The grid approach is more problematic in rural and semi-rural areas, where populations are sparser and the census geography zones are larger. In this case MAUP errors from the data transformation are much more significant. In light of this problem the LuminoCity3D website has a density threshold cut-off at which data values are not shown. The cut-off is 10 residents&jobs per hectare, and this removes villages and rural areas from the visualisation.

As the LuminoCity3D website is designed for displaying urban maps and data, this threshold is judged to be acceptable. This approach does however mean that 15% of the GB population living in villages and rural areas are not shown on the map.

Defining Urban Area Clusters

Calculating urban statistics requires defining boundaries for urban areas. Typically these are political boundaries, which in the UK would be local authorities, or their amalgamation into larger geographies such as local enterprise partnerships and primary urban areas. LuminoCity3D takes a different approach where city areas are defined through continuous areas of population and employment density.

This requires setting a density threshold, which for LuminoCity3D is 14 residents&jobs per hectare. While this value is arbitrary to a degree, it does produce a geography that resembles commonly held conceptions of GB city regions (see below) such as Tyne & Wear, Greater Manchester, West Yorkshire and the West Midlands. Lower thresholds tend to result in very large city-regions with Liverpool and Manchester joining into a single city-region, and London stretching even further across the South-East. Higher thresholds result in very tightly defined urban areas that comprise a smaller proportion of the overall GB population.

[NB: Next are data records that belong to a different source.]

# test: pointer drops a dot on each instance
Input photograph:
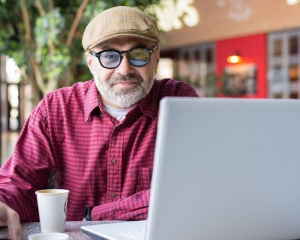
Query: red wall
(252, 49)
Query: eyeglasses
(137, 57)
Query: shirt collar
(148, 105)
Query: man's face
(125, 85)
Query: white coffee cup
(52, 204)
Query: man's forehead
(124, 42)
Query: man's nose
(125, 67)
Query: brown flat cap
(119, 21)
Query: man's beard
(126, 97)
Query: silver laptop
(224, 169)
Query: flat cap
(119, 21)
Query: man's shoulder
(172, 87)
(77, 92)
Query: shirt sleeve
(28, 169)
(134, 207)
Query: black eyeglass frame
(98, 54)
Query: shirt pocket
(141, 179)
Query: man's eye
(111, 57)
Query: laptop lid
(226, 169)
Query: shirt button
(114, 161)
(113, 195)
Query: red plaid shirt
(103, 162)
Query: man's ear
(89, 61)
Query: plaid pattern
(70, 142)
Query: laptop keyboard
(136, 235)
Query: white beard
(125, 97)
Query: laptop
(223, 169)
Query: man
(95, 138)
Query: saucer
(48, 236)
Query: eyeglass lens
(137, 57)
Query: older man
(96, 138)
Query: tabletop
(72, 229)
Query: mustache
(123, 78)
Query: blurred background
(222, 48)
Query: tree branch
(28, 36)
(40, 8)
(76, 22)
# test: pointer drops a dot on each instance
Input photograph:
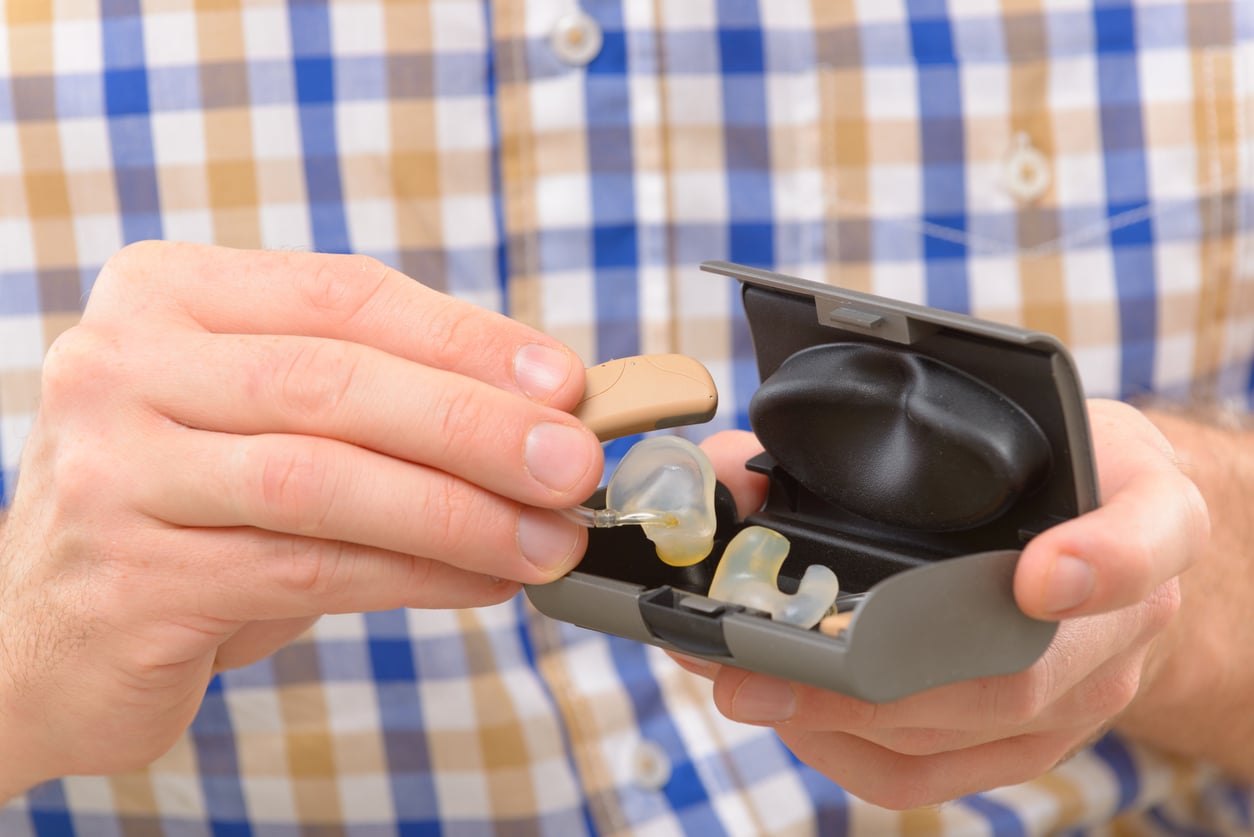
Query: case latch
(686, 621)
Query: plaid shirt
(1082, 168)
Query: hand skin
(231, 443)
(1126, 650)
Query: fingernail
(541, 370)
(558, 456)
(1069, 585)
(763, 699)
(546, 540)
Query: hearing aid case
(911, 449)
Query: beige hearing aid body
(646, 393)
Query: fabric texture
(1084, 168)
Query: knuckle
(453, 333)
(450, 515)
(316, 378)
(462, 418)
(294, 486)
(922, 742)
(909, 787)
(75, 363)
(1111, 694)
(1161, 606)
(1020, 699)
(459, 522)
(340, 291)
(314, 567)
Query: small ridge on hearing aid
(749, 571)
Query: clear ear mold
(672, 476)
(666, 485)
(749, 575)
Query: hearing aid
(749, 572)
(646, 393)
(665, 485)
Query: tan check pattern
(205, 119)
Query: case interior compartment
(913, 452)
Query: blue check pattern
(864, 144)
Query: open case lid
(912, 451)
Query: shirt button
(1027, 171)
(576, 39)
(650, 766)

The LuminoCity3D clusters using the threshold of 14 residents&jobs per hectare cover 40 million people or 65% of the overall GB population.

DensityClusters

2 thoughts on “LuminoCity: Spatial Analysis

  1. Your system fails when attempting to define the Liverpool conurbation, because the River Mersey appears as empty space, whereas rivers such as the Thames, Clyde and Tyne are narrower and don’t cause the same problem. This leads to regular underestimation of Liverpool’s population by excluding areas such as the Wirral, Ellesmere Port and Runcorn. Thus you have Greater Manchester’s population at more than twice Greater Liverpool’s – which is plainly ridiculous. Perhaps analysis of peoples’ accent/way of speaking would be a more accurate measure.

    1. Hi, thanks for your comment. It’s not possible to devise a perfect regional definition as cities inherently have many interactions at different scales, and there is no one approach that everyone will agree with. For example for Liverpool there are definitions for the Liverpool Urban Area, Liverpool Combined Authority, Merseyside metropolitan county and several more.

      Since LuminoCity is based on mapping urban form, I used a consistent density approach to define city regions for all of Great Britain. It is not ‘ridiculous’ to find that Greater Manchester is twice the size of Greater Liverpool, it’s quite common. For example the Primary Urban Area approach used by Centre for Cities also calculates that Manchester is over twice the size of Liverpool-
      http://www.centreforcities.org/data-tool/#graph=map&indicator=populationsingle2013

      Also the combined authorities that are now being developed also point to Greater Manchester’s population being over twice the size of Greater Liverpool/Merseyside.